Review by Vinny for Draugveil - Cruel World of Dreams and Fears (2025)
The internet is losing its shit over the cover of a black metal record featuring an armour-clad male in corpse paint lay on a bed of red roses, gazing wistfully into the camera lens whilst his sword is casually placed front of shot. It is an unexpected cover shot in many ways, yet it is also in keeping with the contents of the record itself. Cruel World of Dreams and Fears possesses an innate poignancy within its sound of strained melodies and catchy percussion patterns. It is very much on the south side of gaze (which is a massive positive in my book) yet at the same time is not entirely conventional in the black metal sound. Just as the album photo suggests, there are some depths to the record. “Is it AI?”, cry the internet purists. Well, I don’t possess any such detection means, so I will have to go with my own instinct instead.
The artist himself has many other projects ranging from trap metal to shoegaze. In a recent interview he said "I don't believe in rigid identities or linear artistic paths. I see every project as a vector—a path of escape,”. As the die-hards don their 1,001 nail arm bands and grab pitchforks and torches before they off marching en masse to Warsaw to demand Draugveil bathe in a vat of make up remover to banish any vestige of black metal from their being, I prefer to take a listen and understand what I can find on the album of any interest.

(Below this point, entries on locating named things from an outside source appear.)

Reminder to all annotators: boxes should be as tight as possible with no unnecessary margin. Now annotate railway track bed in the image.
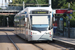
[0,31,74,50]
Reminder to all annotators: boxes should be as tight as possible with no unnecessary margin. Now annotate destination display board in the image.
[32,11,48,14]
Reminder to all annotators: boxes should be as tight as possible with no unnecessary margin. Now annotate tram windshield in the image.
[31,16,50,31]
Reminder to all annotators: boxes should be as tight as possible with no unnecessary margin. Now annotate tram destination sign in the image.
[32,11,48,14]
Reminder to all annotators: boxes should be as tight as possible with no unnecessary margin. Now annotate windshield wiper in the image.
[32,27,41,32]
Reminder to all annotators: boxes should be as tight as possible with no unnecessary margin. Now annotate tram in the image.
[14,0,54,41]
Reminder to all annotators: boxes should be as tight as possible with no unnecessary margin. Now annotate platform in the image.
[53,36,75,46]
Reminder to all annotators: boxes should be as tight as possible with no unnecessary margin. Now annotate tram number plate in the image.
[32,11,48,14]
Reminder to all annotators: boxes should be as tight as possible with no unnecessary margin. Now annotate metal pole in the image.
[7,17,9,27]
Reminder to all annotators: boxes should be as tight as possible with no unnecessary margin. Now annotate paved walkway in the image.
[53,36,75,45]
[0,27,14,31]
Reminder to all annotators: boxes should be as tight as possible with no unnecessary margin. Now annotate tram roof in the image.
[15,7,51,16]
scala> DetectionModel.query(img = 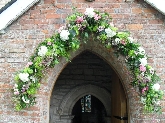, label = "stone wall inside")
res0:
[50,51,113,123]
[0,0,165,123]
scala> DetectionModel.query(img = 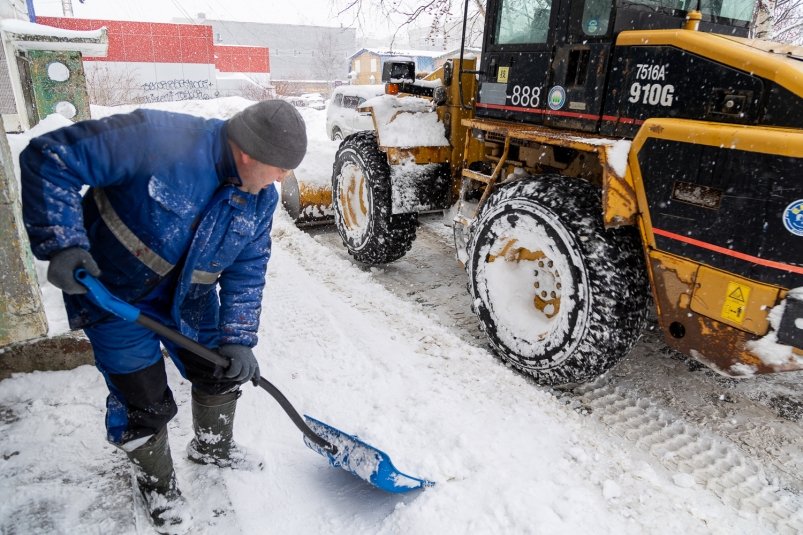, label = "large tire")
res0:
[332,131,418,264]
[467,175,648,385]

Amidst the clatter and batter of the percussion and the jangle of the tremolo, there sits a droning, whining and at times outright wonky guitar or keyboard melody. It invokes gothic tropes, nearing an almost new romantic appearance at times. It is an album that is unafraid of ambience also. ‘Beneath the Armor I Rot’ bristles with ethereal sorrow, the piano keys pinpointing moments of sheer beauty in what at times can be a frantic paced record to absorb otherwise. Dungeon synth influences seep into the record as well, not overdone yet not hiding at the same time either. The various elements that get deployed all do have a sense of balance about them. Yes, there are constants in the performance, but they maintain a connection for me as a listener, no individual element manages to alienate at any stage.
90’s generic black metal? Well, yes, it is guilty of that to some degree. That most certainly does not qualify it as AI generated though. Cruel World of Dreams and Fears is a good description of the reaction to this record I feel. We live in age when familiarity genuinely does breed contempt as an auto-response. A not too distant second place goes to the poking of fun and aiming humour at something that in one breath is accused of being generic yet in the other ridiculed for straying down a path of being too camp for black metal. Draugveil finds himself in an isolationist position, whether he planned it or not. Which again, is another huge irony that for all the criticism of it, the record ends up in a very black metal place still.